On the undercard, former world champion Antonio Margarito (37-6, 27 KOs) of Mexico is hoping to return to the ring.
Margarito is trying to get back in for the first time following a year's suspension by the California State Athletic Commission for having been found to have had an illegal, plaster-like substance as part of his hand-wrappings prior to his ninth-round knockout loss last January 24 to Mosley (pictured at right) for the WBA super world welterweight crown.
The 31-year-old Margarito, whose gloves' discrepancy was resolved and the plaster removed before he entered the ring against Mosley, will have to be approved for re-licensing by the Texas State Athletic Commission before he can be allowed on the card.
If Margarito is permitted to fight, his opponent will be 23-year-old Carson Jones, who has a deceptive record of 24-7-1, with 15 KOs.
A resident of Oklahoma City, Jones is coming off of December's third-round knockout of Philadelphia's hard-hitting KO artist Tyrone Brunson, who entered their fight with a mark of 21-0-1, with 20 knockouts -- the first 19 which he had accomplished in the first round for what is believed to be a world record.
Jones is on a remarkable run of 7-0 with one no-decision that includes five stoppages -- and that's just since losing last February by a 10-round unanimous decision to world title contender Jesus Soto Karass. After that, Jones scored second- and fourth-round knockouts of Mike McGuire and Dan Wallace in March.
Then, in succession, Jones scored May's 10th-round knockout of Michi Munoz, July's third-round stoppage of Steve Walker, battled to a no-decision against Eloy Suarez in August, and won an eight-round unanimous decision over Jose Adelaydo Gonzalez in October.
Before facing Margarito, Jones will take on the 36-year-old Suarez (11-7-1, five KOs) in a Jan. 28 rematch at the Coca-Cola Center in his hometown of Oklahoma City on Jan. 28.
Another matchup, said Arum, has former world champion Jose Luis Castillo (60-9-1, 52 KOs) of Mexico going up against 29-year-old Alfonso Gomez (21-4-2, 10 KOs) of Whittier, Calif., in a clash of welterweights.

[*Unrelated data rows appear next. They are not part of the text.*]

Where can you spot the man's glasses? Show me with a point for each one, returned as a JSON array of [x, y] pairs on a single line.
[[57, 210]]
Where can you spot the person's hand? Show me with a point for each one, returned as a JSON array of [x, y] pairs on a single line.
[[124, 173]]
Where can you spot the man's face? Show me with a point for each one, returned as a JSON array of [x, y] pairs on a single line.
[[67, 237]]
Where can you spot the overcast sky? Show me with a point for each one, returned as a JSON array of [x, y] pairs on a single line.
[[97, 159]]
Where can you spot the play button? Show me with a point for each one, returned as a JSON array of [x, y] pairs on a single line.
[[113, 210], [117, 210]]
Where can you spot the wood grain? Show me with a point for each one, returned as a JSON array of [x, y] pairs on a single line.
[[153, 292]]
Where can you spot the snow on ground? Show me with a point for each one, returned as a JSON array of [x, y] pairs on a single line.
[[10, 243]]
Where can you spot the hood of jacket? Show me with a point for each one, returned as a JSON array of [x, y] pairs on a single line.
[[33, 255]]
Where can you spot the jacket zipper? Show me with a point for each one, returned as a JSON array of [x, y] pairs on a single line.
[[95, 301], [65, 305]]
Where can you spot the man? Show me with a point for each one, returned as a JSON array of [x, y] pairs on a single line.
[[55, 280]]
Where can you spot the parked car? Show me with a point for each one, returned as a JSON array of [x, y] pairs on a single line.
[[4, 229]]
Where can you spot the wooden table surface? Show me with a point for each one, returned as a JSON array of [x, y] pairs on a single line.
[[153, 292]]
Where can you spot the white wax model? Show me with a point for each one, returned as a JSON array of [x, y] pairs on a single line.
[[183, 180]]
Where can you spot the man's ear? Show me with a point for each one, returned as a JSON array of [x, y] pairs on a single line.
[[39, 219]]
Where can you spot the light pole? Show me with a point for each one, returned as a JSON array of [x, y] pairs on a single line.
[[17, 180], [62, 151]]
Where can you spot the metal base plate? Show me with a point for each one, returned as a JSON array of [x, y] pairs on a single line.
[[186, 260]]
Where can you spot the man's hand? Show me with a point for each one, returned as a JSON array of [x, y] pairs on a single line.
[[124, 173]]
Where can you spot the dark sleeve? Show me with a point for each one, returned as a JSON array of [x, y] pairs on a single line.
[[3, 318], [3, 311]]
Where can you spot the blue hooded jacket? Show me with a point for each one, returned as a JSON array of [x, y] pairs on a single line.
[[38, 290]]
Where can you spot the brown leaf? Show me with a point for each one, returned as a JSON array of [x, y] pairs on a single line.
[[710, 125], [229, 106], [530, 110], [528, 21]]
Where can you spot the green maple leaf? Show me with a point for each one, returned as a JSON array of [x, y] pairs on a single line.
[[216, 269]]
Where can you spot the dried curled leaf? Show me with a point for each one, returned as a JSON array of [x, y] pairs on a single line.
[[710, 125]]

The 36-year-old Castillo will be after his fifth straight knockout, and Gomez is coming off of November's sixth-round technical decision victory over Soto Karass.
Also on the card will be hot junior featherweight (126 pounds) prospects Roberto Marroquin (11-0, eight KOs), a 20-year-old Dallas resident, and 24-year-old Mexican Salvador Sanchez (18-3-2, eight KOs), a winner of eight consecutive fights who is the nephew of the late former world champion by the same name.